What clock buffer are you using?

gkasprow commented 6 years ago

I use BUFG.

gkasprow commented 6 years ago

OK, I have a design that implements some Ethernet core that sends requests once a few seconds. I see them using WireShark. There is a chipscope instance connected to GMII output, before GMII - RGMII converter. On the Rx side I use RGMII-GMII logic and chipscope connected to it. I can trigger with TX_EN and RX_DV respectively. I see same frame structure on the chipscope and wireshark. The code is messy, it was a quick setup based on another design to test the Ethernet functionality. The bit file is here: Sayma_ETH/kc705_delay_ipbus.runs/impl_2/sayma_amc_tester.bit To run the Chipscope you also need the probe definition file: Sayma_ETH/kc705_delay_ipbus.runs/impl_2/debug_nets.ltx The Chipscope signal assignment is below.

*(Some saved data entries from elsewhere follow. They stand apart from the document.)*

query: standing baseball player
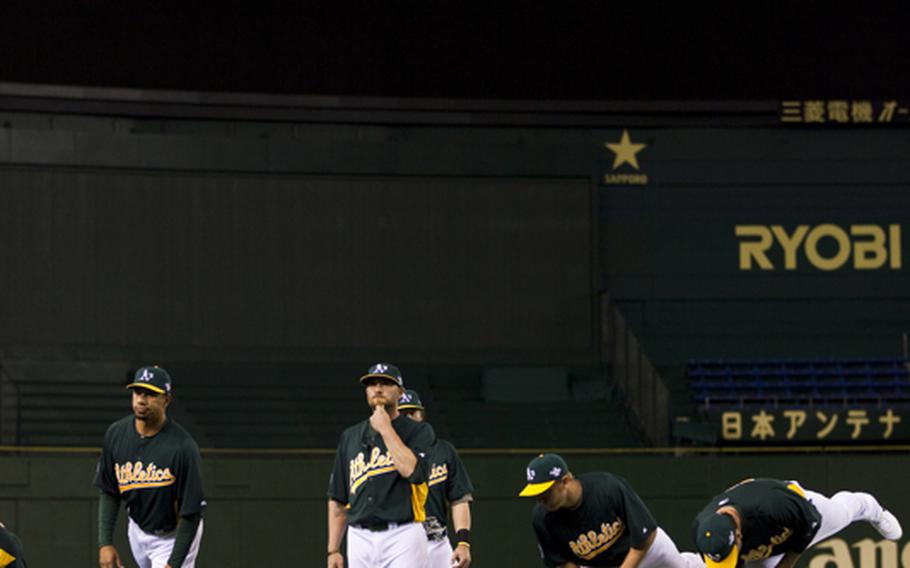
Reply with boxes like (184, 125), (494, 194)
(327, 363), (436, 568)
(0, 521), (27, 567)
(94, 366), (205, 568)
(520, 453), (704, 568)
(398, 389), (474, 568)
(692, 477), (902, 568)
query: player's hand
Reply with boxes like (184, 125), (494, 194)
(327, 551), (345, 568)
(452, 543), (472, 567)
(99, 545), (124, 568)
(369, 403), (393, 434)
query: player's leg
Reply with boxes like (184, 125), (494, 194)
(427, 536), (453, 568)
(346, 526), (378, 568)
(126, 518), (153, 568)
(380, 522), (429, 568)
(806, 489), (902, 544)
(637, 527), (706, 568)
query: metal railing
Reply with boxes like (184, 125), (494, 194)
(600, 293), (670, 446)
(0, 362), (22, 445)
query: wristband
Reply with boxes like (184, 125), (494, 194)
(455, 528), (471, 547)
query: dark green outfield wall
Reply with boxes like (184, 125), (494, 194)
(1, 449), (908, 566)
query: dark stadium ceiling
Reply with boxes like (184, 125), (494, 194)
(0, 2), (908, 102)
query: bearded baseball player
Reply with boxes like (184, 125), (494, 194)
(327, 363), (436, 568)
(520, 453), (704, 568)
(398, 389), (474, 568)
(692, 477), (902, 568)
(0, 521), (27, 567)
(94, 366), (205, 568)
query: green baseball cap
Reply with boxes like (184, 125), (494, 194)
(518, 453), (569, 497)
(397, 389), (424, 411)
(126, 366), (172, 395)
(359, 363), (405, 387)
(694, 513), (739, 568)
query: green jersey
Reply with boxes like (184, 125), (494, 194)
(94, 416), (205, 534)
(0, 527), (26, 568)
(532, 472), (658, 567)
(693, 478), (822, 565)
(424, 439), (474, 539)
(327, 414), (436, 526)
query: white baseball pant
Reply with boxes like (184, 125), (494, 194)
(127, 517), (203, 568)
(427, 537), (454, 568)
(347, 522), (429, 568)
(581, 527), (705, 568)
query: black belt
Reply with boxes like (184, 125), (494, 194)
(352, 521), (406, 532)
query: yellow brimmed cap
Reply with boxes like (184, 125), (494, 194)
(126, 366), (172, 395)
(695, 513), (739, 568)
(518, 453), (568, 497)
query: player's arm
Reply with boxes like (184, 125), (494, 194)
(166, 439), (206, 568)
(98, 491), (124, 568)
(533, 509), (573, 568)
(450, 498), (473, 567)
(327, 499), (347, 568)
(618, 530), (656, 568)
(95, 425), (126, 568)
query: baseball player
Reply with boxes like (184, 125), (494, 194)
(520, 453), (704, 568)
(327, 363), (436, 568)
(692, 477), (902, 568)
(398, 389), (474, 568)
(0, 521), (26, 567)
(94, 366), (205, 568)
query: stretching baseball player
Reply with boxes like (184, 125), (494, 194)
(398, 389), (474, 568)
(520, 453), (704, 568)
(0, 521), (26, 567)
(95, 366), (205, 568)
(693, 477), (902, 568)
(327, 363), (436, 568)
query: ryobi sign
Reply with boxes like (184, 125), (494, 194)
(736, 224), (902, 271)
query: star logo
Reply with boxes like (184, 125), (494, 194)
(605, 129), (646, 170)
(549, 467), (562, 478)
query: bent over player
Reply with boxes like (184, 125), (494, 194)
(95, 366), (205, 568)
(693, 477), (902, 568)
(0, 521), (27, 567)
(399, 389), (474, 568)
(327, 363), (436, 568)
(520, 453), (704, 568)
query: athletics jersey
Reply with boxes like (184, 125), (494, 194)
(425, 439), (474, 532)
(327, 414), (436, 526)
(532, 472), (658, 567)
(94, 416), (205, 534)
(693, 478), (821, 565)
(0, 527), (26, 568)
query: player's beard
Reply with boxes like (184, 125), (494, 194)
(133, 405), (150, 421)
(369, 394), (393, 410)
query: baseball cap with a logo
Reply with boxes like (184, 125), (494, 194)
(518, 453), (569, 497)
(694, 513), (739, 568)
(359, 363), (404, 387)
(397, 389), (424, 411)
(126, 366), (172, 395)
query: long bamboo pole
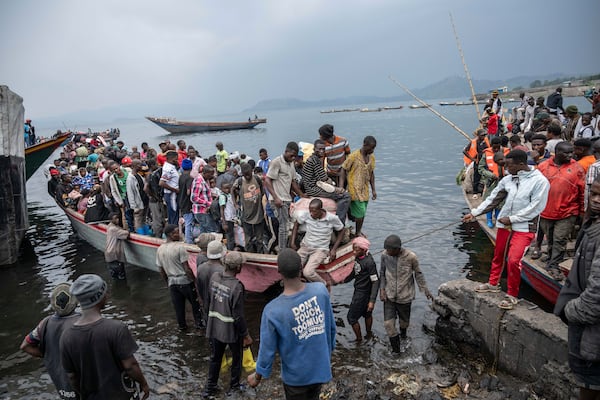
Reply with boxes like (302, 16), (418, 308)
(388, 75), (472, 140)
(449, 12), (481, 120)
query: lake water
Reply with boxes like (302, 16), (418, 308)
(0, 96), (593, 398)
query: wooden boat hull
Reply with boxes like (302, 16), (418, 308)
(25, 133), (71, 180)
(62, 205), (354, 293)
(463, 189), (562, 304)
(146, 117), (267, 134)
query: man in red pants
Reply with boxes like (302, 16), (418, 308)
(462, 150), (550, 309)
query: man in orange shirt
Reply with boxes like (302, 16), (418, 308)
(319, 124), (351, 185)
(537, 142), (585, 277)
(574, 138), (596, 174)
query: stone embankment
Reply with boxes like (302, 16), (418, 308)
(433, 279), (579, 400)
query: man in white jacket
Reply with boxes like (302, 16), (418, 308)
(462, 150), (550, 309)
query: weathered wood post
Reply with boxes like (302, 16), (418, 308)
(0, 85), (28, 265)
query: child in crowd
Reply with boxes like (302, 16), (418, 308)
(380, 234), (433, 353)
(105, 212), (130, 280)
(345, 237), (379, 342)
(219, 182), (237, 250)
(67, 184), (82, 209)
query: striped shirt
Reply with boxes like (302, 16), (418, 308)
(324, 135), (351, 176)
(302, 154), (328, 197)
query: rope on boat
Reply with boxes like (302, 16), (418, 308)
(368, 220), (460, 256)
(388, 76), (472, 141)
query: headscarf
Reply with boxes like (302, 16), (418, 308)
(352, 236), (370, 251)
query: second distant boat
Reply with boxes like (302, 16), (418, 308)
(146, 116), (267, 134)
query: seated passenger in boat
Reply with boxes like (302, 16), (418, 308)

    probe1 (7 downto 0) <= gmii_rxd (7 downto 0);
    probe1 ( 8) <= gmii_rx_dv;
    probe1 ( 9) <=  gmii_rx_er;  
    probe1 (15 downto 10) <= (others => '0');
    probe0 (7 downto 0)  <= gmii_txd (7 downto 0); 
    probe0 ( 8) <=   gmii_tx_en;
    probe0 ( 9) <=   gmii_tx_er;
    probe0 (15 downto 10) <= (others => '0');
sbourdeauducq commented 6 years ago

I use BUFG.

Then I wonder why Vivado takes more time to compile just because the clock input is on a non-clock-capable pin. Is it trying to move that BUFG around the FPGA to try to meet some timing constraints between clock and data IO pins? If that's the case, maybe adding a location constraint on the BUFG would improve this.

Or lock the route between the clock input pin and the BUFG - this was awful to do with ISE's bug-infested tools, I don't know the procedure for Vivado, which may or may not have been improved.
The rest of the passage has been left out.